In Figure 2, the scatter points represent the weekly sales values – raw data from the AMS weekly report – for corn, ethanol, DDGS, and DCO using green, yellow, blue, and red respectively. The boxplots in pink, represent the range of weekly IA ethanol GPMs.
We applied the ANOVA and Tukey-HSD tests to the study period, i.e., January 2018 to June 2021, and found that:
- For the first half-year, in general (averaging the 6-month GPM values), the GPM values in 2019 and 2020 were significantly lower than 2018 and 2021; there is no significant difference between the GPM values in 2019 and 2020, and there is no significant difference between the GPM values in 2018 and 2021. However, in April and May, the GPM values in 2021 are significantly higher than all other years.
- For the second half-year, in general (averaging the 6-month GPM values), there is no significant difference among the GPM values from 2018 to 2020. However, in July, August, and September, the GPMs in 2019 have significantly lower values than in 2018 and 2020. Also, in October and November, the GPMs in 2018 are significantly lower than in 2019 and 2020 whereas there is no significant difference in December GPM values.
Applying the Pearson correlation test, we found that within the study period, corn prices have had a strong significant negative effect in July and August, this effect becomes weaker but still significant as time moves forward. However, corn prices had no significant effect in November.
The sale value of DDGs had no effect on the GPMs for January through to April. However, with August as the exception, from May through to October the sale value of DDGs had a significant positive effect; and after November, the sale value of DDGs yet again had no effect on GPM values.
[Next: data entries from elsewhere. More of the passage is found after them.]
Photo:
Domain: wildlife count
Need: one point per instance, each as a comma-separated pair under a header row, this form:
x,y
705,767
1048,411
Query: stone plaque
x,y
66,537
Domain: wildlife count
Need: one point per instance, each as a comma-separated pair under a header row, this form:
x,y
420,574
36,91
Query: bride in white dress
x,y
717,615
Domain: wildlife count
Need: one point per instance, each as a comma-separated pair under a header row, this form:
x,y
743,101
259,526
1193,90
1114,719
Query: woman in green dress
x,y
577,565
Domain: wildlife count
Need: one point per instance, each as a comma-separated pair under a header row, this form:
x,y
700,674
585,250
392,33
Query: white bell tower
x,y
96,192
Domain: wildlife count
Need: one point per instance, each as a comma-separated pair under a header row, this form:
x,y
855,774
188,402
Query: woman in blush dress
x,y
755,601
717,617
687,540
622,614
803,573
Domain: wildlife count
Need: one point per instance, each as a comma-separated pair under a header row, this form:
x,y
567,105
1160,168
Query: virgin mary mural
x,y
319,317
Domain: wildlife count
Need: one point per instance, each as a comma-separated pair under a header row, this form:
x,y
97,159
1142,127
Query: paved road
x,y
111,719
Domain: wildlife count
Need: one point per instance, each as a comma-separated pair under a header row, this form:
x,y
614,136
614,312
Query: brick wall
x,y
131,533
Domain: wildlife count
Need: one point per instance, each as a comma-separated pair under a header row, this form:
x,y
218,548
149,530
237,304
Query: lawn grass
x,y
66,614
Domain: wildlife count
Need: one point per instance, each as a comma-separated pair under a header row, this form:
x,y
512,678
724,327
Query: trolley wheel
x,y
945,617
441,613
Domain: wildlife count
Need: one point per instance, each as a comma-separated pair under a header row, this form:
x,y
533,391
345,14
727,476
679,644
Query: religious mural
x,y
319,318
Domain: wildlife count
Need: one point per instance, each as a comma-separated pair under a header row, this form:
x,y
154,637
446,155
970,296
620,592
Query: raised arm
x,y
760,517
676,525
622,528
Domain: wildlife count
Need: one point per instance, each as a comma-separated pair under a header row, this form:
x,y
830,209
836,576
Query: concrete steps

The sale value of DCO has had a significant positive effect on the GPMs in May, September, and October, while it has had a significant negative effect in July and December; No other significant effect was found in any other months.
The sale value of ethanol has had a significant positive effect on GPM, in the months' March, April, May, October, and November, but no significant effect in other months.
In summary, with regard to the 2021 GPM values: The ethanol price (ethanol sale value) is the dominant variable in March to May, the DDGs price (DDGs sale value) is the dominant variable in June, and both have significant positive effects on the GPM values. We found a similar conclusion in previous analyses, in that the ethanol price became the dominant variable. From the EIA Fuel ethanol overview table, ethanol fuel production is slowly returning to normal, but is still relatively low when compared to 2018 and 2019 levels. Ethanol fuel production may still have a continuous influence on the ethanol price and value which in turn is expected to influence the GPM values.
This was a general analysis of the GPM as we understand that various industries – such as ethanol production, corn production, and the feed industry, etc. – use the GPM and/or the co-product sale values from different perspectives to aid in the making of a variety of important business decisions. Let us know how you use the GPM, and which dominant variable has the most effect on your business.
*All data came from the Iowa Ethanol Corn and Co-Products Processing Values Report and the National Daily Ethanol Report from the USDA AMS website – The latest data was updated on June 4th, 2021.